– Я просто хотела бы чаще видеть тебя. Я хочу нормальной жизни, – сказала она однажды, после того как мы не виделись три дня.
– Но что такое нормальная жизнь? – ответил я. – Нормальная жизнь – это когда вы оглядываетесь, и вы счастливы тем, что вы уже сделали. Когда вы можете обеспечивать свою семью, давать своим детям пространство, чтобы жить и расти свободно. Это нормальная жизнь, Жанет, и я делаю все, что могу, чтобы сделать все это возможным для вас.
Сразу после этой фразу зазвонил телефон.
– Боже! – воскликнула Жанет. – Он даже не дает нам времени обсудить нашу жизнь!
В тот вечер я был более замкнутым, чем обычно. Я все думал о том, что сказала моя жена, думал о ее обвинениях и вообще о том, были ли ее слова обвинениями. Я думал о ее одиночестве, о том, как грустно ей было видеть, что наши дети растут без меня. Конечно, я все это знал. Я старался загнать эти мысли подальше, но я знал, что это правда. Но то, что я сказал, тоже было правдой. Я трудился на благо моей семьи и каждое утро чувствовал удовлетворение от того, что иду на работу, которой мне нравится заниматься. В этом и была проблема: даже если вы гнули спину ради Стэнли, вы чувствовали себя хорошо. Он создал такую приятную, лояльную, прозрачную и простую среду, что даже тяжелая работа казалась приятной.

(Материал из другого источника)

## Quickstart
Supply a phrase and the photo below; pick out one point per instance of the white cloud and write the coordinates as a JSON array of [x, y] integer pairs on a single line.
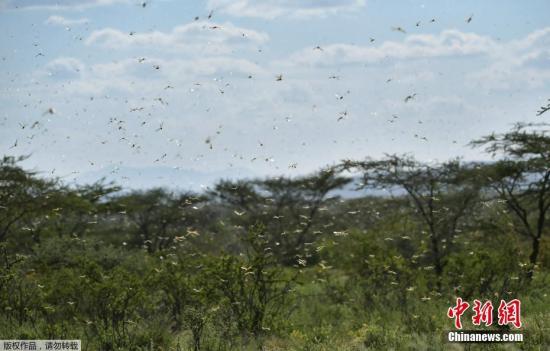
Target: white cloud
[[65, 68], [58, 4], [520, 63], [446, 44], [65, 22], [270, 9], [194, 36]]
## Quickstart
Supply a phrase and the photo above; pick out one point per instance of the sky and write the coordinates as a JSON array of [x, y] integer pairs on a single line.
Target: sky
[[181, 93]]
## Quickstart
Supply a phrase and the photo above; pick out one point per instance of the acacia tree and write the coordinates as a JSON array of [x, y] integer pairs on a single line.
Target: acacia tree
[[441, 194], [521, 179], [288, 208], [156, 216]]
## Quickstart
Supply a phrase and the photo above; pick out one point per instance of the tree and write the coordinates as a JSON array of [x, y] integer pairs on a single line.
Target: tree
[[156, 216], [23, 195], [441, 194], [521, 179], [288, 208]]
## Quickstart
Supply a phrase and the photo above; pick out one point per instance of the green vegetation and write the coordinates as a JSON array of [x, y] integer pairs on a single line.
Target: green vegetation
[[279, 263]]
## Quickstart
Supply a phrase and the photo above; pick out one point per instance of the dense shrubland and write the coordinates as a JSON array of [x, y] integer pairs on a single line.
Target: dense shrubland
[[280, 263]]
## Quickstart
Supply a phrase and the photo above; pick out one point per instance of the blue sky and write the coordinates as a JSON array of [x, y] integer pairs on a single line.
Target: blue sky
[[145, 94]]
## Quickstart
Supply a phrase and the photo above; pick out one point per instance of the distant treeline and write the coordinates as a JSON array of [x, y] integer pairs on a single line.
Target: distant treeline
[[280, 263]]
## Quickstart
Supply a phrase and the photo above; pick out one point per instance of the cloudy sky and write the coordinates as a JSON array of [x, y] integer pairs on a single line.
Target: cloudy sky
[[178, 93]]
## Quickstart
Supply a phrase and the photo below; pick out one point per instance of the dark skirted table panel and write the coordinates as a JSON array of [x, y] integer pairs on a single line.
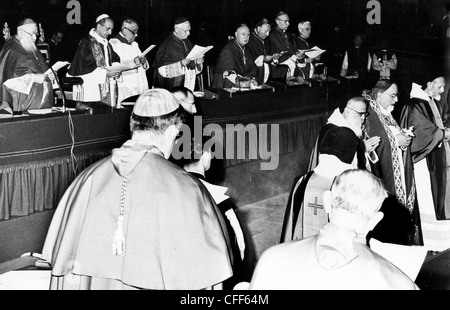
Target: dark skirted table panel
[[42, 137]]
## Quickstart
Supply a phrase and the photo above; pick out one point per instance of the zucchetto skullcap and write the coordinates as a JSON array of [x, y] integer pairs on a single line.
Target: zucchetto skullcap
[[101, 17], [180, 20], [155, 102]]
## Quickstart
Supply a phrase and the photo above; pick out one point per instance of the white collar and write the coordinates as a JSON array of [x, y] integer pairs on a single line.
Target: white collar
[[418, 92], [330, 166], [97, 37]]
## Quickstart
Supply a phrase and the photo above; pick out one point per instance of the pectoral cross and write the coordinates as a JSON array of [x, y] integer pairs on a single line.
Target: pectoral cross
[[315, 205]]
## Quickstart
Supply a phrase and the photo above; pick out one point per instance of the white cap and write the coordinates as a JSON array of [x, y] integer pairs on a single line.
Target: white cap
[[155, 102]]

Жанет могла уйти, она могла бы бросить меня. Я помню, как однажды подумал об этом, сидя за бумагами в офисе Стэнли. Несмотря на это, когда Андрос пришел к нам в гости на ужин и мы до слез смеялись над всеми абсурдными вещами, которые каждый день происходили в Эбботс-Мид, я увидел, как она улыбалась. Это была гордая улыбка, которая появляется на лице жены гонщика, когда она бежит обнять своего мужа, после того как он выиграл гонку. Когда я пришел домой, она уже была в кровати с книгой. Она ждала меня. Она сказала только:
– Ты дома. Все в порядке?
Затем она отложила книгу:
– Иди сюда, давай поспим; нам надо обоим завтра поработать.
Ее необыкновенный характер снова пришел нам на помощь. Она меня поцеловала, выключила свет и легла рядом.
Иногда жизнь принимает решения вместо тебя. Ты не всегда можешь выбрать гоночную трассу, иногда все, что тебе остается, – постараться удержать автомобиль на дороге и не потерять управление, когда ты войдешь в самый трудный поворот.
– Попробуй, – говорила Жанет несколько лет назад, когда мы обдумывали предложение Hawk Films, – давай посмотрим, что из этого получится.
С тех пор все пошло быстрее, чем когда бы то ни было, и казалось, что работа поглощает все остальное. В такие моменты все, что вам остается, – это двигаться вперед; вам нужно продолжать двигаться и делать все, что возможно. В те годы ряд неожиданных событий неразрывно связал мою семью со Стэнли и Кристианой.
Еще до того, как мы начали снимать «Барри Линдона», Стэнли сказал мне, что уволил своего шофера. С того момента я должен был отвозить его детей в школу. Мне было жаль Лэсли. Он старел, я боялся, что ему будет сложно найти работу. Сидя напротив Стэнли, я признался, что нахожусь в смущении, потому что не хочу, чтобы Лэсли думал, что он потерял работу по моей вине. Стэнли туманно объяснил причины, по которым он уволил Лэсли, но он был совершенно уверен, что я понял, что у него были на то причины. Это было «неизбежным решением», и мне не стоило беспокоиться.
Пока чета Кубриков находилась в Ирландии, я проводил каждое утро около полутора часов с их дочерями в их «Мерседесе». У девочек были совершенно разные характеры: Ане было 12, и она была очень тихой и задумчивой. С другой стороны была Вивиан, на год младше, она была живой и не могла усидеть ни минуты на месте. Катарине было 18, и она была очень похожа на мать – такая же добрая и спокойная. Когда они сидели бок о бок на заднем сиденье «Мерседеса», что тут начиналось! Аня хотела слушать классическую музыку, вкусы Вивиан были более современными – она хотела слушать рок и новомодных исполнителей. Аня хотела сделать потише – Вивиан обратно поворачивала уровень громкости и делала даже громче, чем было. Катарина начинала их отчитывать и просила меня, чтобы я их остановил.